Incubo Mino Raiola. Se parla lui, qualcosa si muove. Anche se non si parla dei suoi assistiti. E così i tifosi del Napoli toccano ferro, cercando di non guardare alla cruda realtà. Quella degli sceicchi e delle milionarie d'Europa. Assegno da 63 milioni, De Laurentiis non potrebbe opporsi.

"Cavani per adesso resta, a giugno non ne sarei convinto" ha esordito il procuratore di Ibrahimovic a 'Il Mattino'. "63mln della clausola? Solo cinque club al mondo se lo possono permettere: Barcellona, Real Madrid, Manchester City, Chelsea e Paris St. Germain. Siete abbastanza intelligenti per capire da soli dove giocherà Cavani il prossimo anno".

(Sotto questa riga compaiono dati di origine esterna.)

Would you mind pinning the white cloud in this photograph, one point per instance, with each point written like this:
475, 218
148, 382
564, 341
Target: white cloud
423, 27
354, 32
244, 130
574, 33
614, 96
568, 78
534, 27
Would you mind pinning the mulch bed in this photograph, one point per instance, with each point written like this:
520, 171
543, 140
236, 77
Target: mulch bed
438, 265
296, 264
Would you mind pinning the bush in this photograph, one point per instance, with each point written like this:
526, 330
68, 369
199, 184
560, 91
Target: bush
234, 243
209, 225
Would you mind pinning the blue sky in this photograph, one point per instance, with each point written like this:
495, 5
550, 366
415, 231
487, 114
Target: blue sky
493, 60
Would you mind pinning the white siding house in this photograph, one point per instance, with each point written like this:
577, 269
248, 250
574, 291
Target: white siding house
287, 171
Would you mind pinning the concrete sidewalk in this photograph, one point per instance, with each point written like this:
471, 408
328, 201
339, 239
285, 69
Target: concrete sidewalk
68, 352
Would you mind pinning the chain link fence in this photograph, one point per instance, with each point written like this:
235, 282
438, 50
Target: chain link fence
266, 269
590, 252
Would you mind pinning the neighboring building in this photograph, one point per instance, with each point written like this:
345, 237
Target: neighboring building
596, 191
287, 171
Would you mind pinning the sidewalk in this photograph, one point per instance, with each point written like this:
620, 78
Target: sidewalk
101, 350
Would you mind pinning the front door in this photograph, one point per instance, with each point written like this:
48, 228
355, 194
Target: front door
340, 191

Situazione diversa per Hamsik. Per descriverla parte una bordata verso Roma: "Marek è un ragazzo speciale, ha una filosofia di vita che rispetto anche se non condivido. Un calciatore non deve mai rinunciare a migliorare e a cercare nuovi stimoli.

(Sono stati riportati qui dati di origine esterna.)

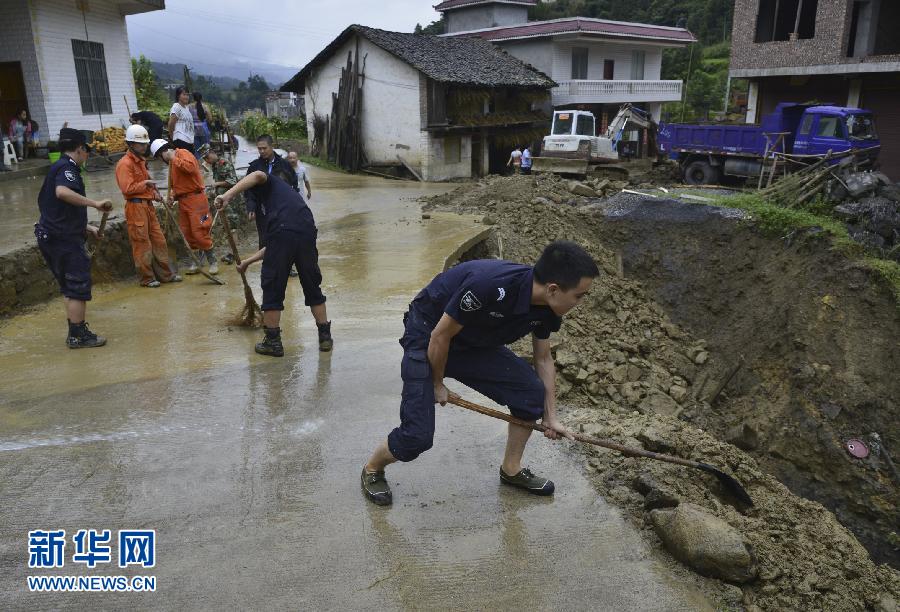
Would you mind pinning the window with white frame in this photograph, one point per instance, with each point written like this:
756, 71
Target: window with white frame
579, 63
638, 59
90, 70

Chi giura fedeltà è come se non volesse progredire: guardate Totti, che senso ha per un campione restare tutta la vita sempre nella stessa squadra? Se però davvero Hamsik crede in quello che fa, è giusto che resti a Napoli".

Attacco al sistema italiano: "A gennaio il problema non è muoversi ma come muoversi. In serie A quando ci si deve rinforzare vanno a pescare fuori, trascurando i propri vivai. All’estero accade esattamente il contrario. Facciamo l’esempio del Napoli: in estate ha preso Uvini, un giovane promettente. Perché adesso non può diventare titolare, forse il Napoli ha in mano il nuovo Thiago Silva?

Il Milan senza Ibrahimovic sembrava spacciato in attacco: ha dato fiducia a El Shaarawy e ora il ragazzino è il più forte di tutti. 
Non si va sul mercato perché spinti dalle pressioni della piazza. Oggi offre garanzie solo un top-player: il Napoli può permetterselo? Credo di no, e allora rischiare per rischiare, meglio dare fiducia ai giovani che ha in casa".